M.I.C. Chicken and Plantain Dumplings
by Chef Mikel Anthony
This recipe is part of the Chef’s Roll Test Kitchen, in partnership with MIC Food® and FOH. To watch it being made, and to learn how to make other dishes, check out Chef’s Roll Test Kitchen on Youtube, Facebook, and ChefsRoll.com.
- 1 whole chicken back removed and butterflied
- 1 tbs Paprika
- 1 tbs Chili spice
- 1 tbs Cumin
- 1 tbs Mediterranean spice
- Roast in oven at 200-300f until cooked 155f and tender. Cool and remove from bones.

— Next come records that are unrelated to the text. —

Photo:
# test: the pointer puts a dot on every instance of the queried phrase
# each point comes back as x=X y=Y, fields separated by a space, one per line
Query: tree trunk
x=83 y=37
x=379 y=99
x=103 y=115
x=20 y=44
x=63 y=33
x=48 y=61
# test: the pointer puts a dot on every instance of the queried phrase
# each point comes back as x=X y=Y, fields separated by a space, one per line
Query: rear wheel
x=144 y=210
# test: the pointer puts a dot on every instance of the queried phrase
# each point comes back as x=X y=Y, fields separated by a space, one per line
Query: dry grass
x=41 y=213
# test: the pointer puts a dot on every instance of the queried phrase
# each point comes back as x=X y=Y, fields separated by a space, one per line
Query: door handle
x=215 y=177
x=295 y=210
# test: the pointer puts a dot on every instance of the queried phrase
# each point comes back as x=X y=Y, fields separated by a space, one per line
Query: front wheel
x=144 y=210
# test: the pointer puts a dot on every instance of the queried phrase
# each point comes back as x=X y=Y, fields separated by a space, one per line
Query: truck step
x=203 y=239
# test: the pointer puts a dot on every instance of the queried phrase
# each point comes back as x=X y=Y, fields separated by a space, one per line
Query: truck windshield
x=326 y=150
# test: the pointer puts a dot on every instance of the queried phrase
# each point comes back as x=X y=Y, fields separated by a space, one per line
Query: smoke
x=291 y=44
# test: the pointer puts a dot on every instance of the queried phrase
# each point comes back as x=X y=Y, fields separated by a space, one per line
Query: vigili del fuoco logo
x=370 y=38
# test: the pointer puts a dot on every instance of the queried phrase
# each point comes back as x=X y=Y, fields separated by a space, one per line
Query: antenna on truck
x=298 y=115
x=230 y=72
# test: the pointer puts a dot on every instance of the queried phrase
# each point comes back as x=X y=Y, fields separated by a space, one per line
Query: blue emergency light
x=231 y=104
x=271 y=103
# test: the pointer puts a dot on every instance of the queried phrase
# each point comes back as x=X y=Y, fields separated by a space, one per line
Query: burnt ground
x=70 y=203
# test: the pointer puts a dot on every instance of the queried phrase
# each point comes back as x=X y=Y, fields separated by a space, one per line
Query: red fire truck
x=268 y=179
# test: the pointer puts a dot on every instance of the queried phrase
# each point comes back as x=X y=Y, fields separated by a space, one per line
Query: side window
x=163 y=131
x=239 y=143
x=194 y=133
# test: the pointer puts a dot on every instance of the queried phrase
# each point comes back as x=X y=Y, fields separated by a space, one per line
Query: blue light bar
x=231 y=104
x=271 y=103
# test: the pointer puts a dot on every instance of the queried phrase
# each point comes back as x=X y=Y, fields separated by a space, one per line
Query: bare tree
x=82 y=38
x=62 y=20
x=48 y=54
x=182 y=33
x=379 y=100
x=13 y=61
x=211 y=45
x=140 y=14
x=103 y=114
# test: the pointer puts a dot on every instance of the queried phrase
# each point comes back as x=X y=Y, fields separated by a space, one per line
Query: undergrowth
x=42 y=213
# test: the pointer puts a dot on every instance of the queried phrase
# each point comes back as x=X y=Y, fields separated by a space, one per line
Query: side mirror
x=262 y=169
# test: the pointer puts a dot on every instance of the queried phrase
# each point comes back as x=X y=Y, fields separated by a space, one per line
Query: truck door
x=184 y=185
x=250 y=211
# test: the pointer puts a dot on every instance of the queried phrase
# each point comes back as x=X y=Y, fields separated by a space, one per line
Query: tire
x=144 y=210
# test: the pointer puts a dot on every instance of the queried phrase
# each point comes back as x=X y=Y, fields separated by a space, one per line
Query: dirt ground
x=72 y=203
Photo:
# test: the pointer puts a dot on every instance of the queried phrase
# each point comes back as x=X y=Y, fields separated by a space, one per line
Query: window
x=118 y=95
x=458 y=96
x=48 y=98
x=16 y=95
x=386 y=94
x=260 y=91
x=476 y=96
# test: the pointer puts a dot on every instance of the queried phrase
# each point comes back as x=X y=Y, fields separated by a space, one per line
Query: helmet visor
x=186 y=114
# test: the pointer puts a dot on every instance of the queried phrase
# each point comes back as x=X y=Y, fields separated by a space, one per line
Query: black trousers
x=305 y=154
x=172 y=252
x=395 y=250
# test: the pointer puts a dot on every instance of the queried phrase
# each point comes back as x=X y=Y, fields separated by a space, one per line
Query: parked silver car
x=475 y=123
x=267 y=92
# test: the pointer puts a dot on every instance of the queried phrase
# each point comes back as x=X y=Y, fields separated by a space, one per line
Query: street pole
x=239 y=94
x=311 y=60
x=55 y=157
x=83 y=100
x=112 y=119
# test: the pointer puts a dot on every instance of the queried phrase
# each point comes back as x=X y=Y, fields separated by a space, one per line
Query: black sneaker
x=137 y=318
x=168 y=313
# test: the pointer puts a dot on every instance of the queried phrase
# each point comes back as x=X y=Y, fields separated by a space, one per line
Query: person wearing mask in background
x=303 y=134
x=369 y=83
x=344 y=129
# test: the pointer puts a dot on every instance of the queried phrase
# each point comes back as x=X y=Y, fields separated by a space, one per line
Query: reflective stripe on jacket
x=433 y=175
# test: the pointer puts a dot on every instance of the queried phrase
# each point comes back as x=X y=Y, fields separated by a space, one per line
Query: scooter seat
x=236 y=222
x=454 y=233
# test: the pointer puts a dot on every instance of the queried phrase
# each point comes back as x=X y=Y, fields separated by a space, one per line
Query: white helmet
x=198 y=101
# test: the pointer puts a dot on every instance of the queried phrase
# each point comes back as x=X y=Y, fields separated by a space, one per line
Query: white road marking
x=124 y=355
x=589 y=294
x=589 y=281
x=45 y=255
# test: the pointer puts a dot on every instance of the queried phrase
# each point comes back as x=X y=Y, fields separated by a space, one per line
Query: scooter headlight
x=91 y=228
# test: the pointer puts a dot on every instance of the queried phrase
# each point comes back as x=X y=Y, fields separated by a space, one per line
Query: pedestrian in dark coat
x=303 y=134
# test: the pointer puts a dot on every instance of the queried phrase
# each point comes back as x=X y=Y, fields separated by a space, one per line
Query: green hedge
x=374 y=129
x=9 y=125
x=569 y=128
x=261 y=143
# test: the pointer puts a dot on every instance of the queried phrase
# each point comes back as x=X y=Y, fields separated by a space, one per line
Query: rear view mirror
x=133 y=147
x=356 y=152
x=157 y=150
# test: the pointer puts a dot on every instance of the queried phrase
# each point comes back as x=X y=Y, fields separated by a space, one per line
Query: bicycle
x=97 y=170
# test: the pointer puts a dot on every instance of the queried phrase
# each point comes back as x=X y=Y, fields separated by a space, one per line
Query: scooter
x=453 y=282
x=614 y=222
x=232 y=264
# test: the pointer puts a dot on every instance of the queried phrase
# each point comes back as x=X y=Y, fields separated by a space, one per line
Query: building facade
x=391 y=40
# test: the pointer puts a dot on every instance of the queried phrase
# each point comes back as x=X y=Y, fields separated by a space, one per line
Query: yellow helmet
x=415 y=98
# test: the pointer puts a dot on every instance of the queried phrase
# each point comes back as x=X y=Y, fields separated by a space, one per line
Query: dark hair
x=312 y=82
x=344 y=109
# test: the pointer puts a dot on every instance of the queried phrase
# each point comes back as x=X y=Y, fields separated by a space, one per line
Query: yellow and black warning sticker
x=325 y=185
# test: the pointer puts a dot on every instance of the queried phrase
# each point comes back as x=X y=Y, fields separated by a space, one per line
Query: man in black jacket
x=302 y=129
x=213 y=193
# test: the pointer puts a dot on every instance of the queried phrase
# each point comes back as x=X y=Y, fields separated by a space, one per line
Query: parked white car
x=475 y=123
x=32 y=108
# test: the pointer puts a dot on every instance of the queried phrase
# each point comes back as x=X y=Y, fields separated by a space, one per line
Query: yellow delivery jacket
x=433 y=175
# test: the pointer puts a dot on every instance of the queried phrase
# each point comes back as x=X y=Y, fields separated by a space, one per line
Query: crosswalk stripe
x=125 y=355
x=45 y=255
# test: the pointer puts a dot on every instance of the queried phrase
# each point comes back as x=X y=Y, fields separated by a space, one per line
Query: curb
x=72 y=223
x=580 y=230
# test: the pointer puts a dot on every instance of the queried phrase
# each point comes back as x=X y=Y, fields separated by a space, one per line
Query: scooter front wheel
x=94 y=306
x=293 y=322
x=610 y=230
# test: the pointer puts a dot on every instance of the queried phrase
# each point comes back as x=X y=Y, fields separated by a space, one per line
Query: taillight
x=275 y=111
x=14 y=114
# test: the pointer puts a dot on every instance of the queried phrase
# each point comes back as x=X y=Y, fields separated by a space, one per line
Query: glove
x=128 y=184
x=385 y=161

- Chicken bones (including back)
- 2 bay leaves
- 1 garlic bulb
- 1 qt water
- 1 large carrot or a 3-4 small
- Greens from 1 leek (use white half for melted leeks in another dish)
- I prefer putting everything in an electronic pressure cooker for 30 minutes and strain. Or you can simmer in a pot for 45 minutes. Strain, season, and reserve liquid.
- 1 egg
- 2 cups plaintain mash from MIC Food® or 2 whole cooked and mashed
- 1 cup flour 1 tsp baking powder
- Poach in salted water or broth, gently for 1-2 minutes.
- 1 bunch of Cilantro
- 1 bunch of Dandelion
- 1 bunch of Broccoli rabe
- 2 Limes
- Saute broccoli rabe and dandelion. Finish Dish with cilantro and lime juice.